Il baby Parma sa solo vincere.


Tre partite in Coppa Uefa, tre vittorie. Di questo passo, Pioli dovrà convincersi a schierare qualche ragazzo terribile in più anche in campionato. Certo, l’Odense non è il Chelsea (ma sarà così inferiore dell’Ascoli…?) però il modo con cui i giovani crociati si sono rialzati dopo la solita scoppola di inizio partita e il modo in cui hanno lottato in campo avverso fino a ribaltare il risultato fino a condurlo in porto senza troppi affanni, equivalgoni a un esame di maturità superato a pieni voti.
La partita è stata segnata in avvio dal solito gol di testa nei primi dieci minuti, sottolineando le enormi lacune dei crociati sulle palle alte (accentuate dall’assenza di Paci) che hanno lasciato Hansen saltare in mezzo a tre, e che pochi minuti dopo hanno lasciato solo anche Christensen che ha colpito di nuovo indisturbato da pochi passi, cogliendo un clamoroso palo che avrebbe potuto ammazzare la partita se fosse entrato in porta. Insomma il lavoro per Pioli non manca, ma va anche detto che da quel momento in poi il Parma non ha quasi più sofferto i danesi: un paio di tiri da fuori, qualche mischia in area e una conclusione ravvicinata ben deviata da De Lucia proprio al tramonto della partita.

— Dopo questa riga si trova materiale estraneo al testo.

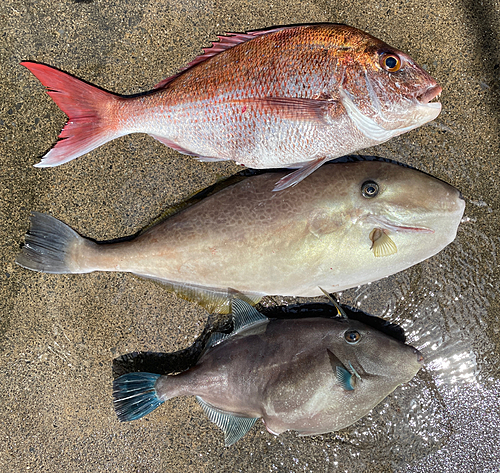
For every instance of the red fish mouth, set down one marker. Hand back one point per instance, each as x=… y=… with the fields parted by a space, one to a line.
x=429 y=94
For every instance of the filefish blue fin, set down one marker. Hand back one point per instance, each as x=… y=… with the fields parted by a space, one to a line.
x=234 y=427
x=295 y=177
x=134 y=395
x=344 y=378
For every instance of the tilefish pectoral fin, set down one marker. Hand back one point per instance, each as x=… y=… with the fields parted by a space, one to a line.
x=382 y=245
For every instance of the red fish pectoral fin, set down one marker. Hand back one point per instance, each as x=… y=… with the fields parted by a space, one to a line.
x=295 y=177
x=87 y=107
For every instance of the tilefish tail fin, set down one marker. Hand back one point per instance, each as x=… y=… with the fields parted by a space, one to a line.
x=234 y=427
x=134 y=395
x=91 y=114
x=49 y=245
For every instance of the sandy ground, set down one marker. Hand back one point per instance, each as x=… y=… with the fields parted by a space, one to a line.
x=59 y=334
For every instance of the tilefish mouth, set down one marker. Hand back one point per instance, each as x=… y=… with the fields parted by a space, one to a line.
x=430 y=94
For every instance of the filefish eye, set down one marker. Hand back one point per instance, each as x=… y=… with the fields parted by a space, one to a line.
x=390 y=62
x=369 y=189
x=352 y=337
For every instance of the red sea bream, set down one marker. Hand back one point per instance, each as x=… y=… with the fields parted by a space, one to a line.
x=287 y=97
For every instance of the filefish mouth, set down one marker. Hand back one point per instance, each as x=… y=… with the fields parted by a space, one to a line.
x=384 y=223
x=430 y=94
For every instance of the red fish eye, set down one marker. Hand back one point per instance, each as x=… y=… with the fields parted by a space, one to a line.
x=390 y=62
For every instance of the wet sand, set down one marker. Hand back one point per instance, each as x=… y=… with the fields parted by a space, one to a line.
x=60 y=333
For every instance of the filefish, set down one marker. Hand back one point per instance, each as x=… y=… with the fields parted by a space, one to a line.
x=287 y=97
x=346 y=225
x=311 y=375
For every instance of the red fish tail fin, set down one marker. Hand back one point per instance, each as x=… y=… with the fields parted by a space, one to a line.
x=89 y=109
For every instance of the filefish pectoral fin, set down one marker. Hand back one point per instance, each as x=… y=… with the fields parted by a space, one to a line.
x=342 y=375
x=382 y=245
x=295 y=177
x=243 y=314
x=234 y=427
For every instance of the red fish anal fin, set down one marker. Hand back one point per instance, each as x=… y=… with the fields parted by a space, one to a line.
x=295 y=177
x=225 y=42
x=86 y=106
x=291 y=108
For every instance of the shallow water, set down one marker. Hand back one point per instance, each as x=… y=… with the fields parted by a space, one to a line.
x=59 y=334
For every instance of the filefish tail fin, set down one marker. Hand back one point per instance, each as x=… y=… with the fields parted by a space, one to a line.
x=134 y=395
x=87 y=108
x=48 y=245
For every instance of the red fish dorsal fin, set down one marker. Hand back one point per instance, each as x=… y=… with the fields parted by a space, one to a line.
x=226 y=41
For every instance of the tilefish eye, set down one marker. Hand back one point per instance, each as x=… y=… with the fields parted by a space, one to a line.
x=369 y=189
x=390 y=62
x=352 y=337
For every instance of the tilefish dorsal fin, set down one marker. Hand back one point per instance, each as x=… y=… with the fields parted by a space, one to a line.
x=234 y=427
x=244 y=315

Si è vista, invece, una bella reazione del Parma, prima con il cuore di un incredibile Dessena, vero protagonista della gara, e di un Cardone tornato a buoni livelli, fatta eccezione per il pasticcio collettivo in occasione del gol danese. Poi sono scesi in campo anche la testa e la tecnica di Cigarini e Savi, particolarmente in ombra nella prima mezzora, ma poi capaci di prendere in mano la squadra con pazienza e saggezza tattica. Una saggezza che sembra finalmente acquisita anche da Ciaramitaro, autore di una prestazione più che sufficiente e coprotagonista del primo gol con un gran tiro da fuori ribadito in gol dal solito Dessena dopo aver colpito la traversa. Una cosa simile si era già vista a Kazan...

Nel secondo tempo, più per necessità che per convinzione, Pioli (un fedelissimo della difesa a quattro) rinuncia a Coly e Pisanu per preservarli in vista di domenica (dentro Paci e Budan) e vara un inconsueto 5-3-2 con Dessena sulla linea di difesa. Beh, tempo tre minuti e un cross degno del miglior Beckham dell’improvvisato terzino (lui che non ha piedi raffinatissimi) viene scaraventato in porta da un piattone del croato dall’area piccola. Insomma, quando gira bene, gira bene tutto. Da lì in poi il Parma si difende con ordine (con Paci sulle palle alte si soffre meno e Rossi mette in mostra tutti i suoi progressi) e prova a ripartire cercando le torri di Budan per Paponi o i lanci di quest’ultimo, che prova a fare il Morfeo, per il croato. Un’intesa, questa, sicuramente da affinare, ma che lascia intravedere ottime prospettive future, con il giovane attaccante che si è battuto con coraggio fino alla fine, trovando un paio di giocate di fino ma mai, purtroppo per lui, la conclusione a rete.

Dopo tanto pane duro, quindi, le indicazioni positive non mancano: Pioli ha verificato la tenuta agonistica e psicologica dei giovani talenti di cui dispone, importanti anche in ottica campionato; ha fatto rifiatare buona parte di titolari in vista della sfida di domenica; ha già messo in cascina tre punti fondamentali per il passaggio del turno (complice il pareggio tra Osasuna e Herenveen) che potranno consentire ai gialloblù di affrontare i prossimi impegni Uefa con una certa tranquillità. Insomma, se si esclude la sfortunata finale di Coppa Coppe nel 1994, la Danimarca continua a portare fortuna ai colori gialloblù.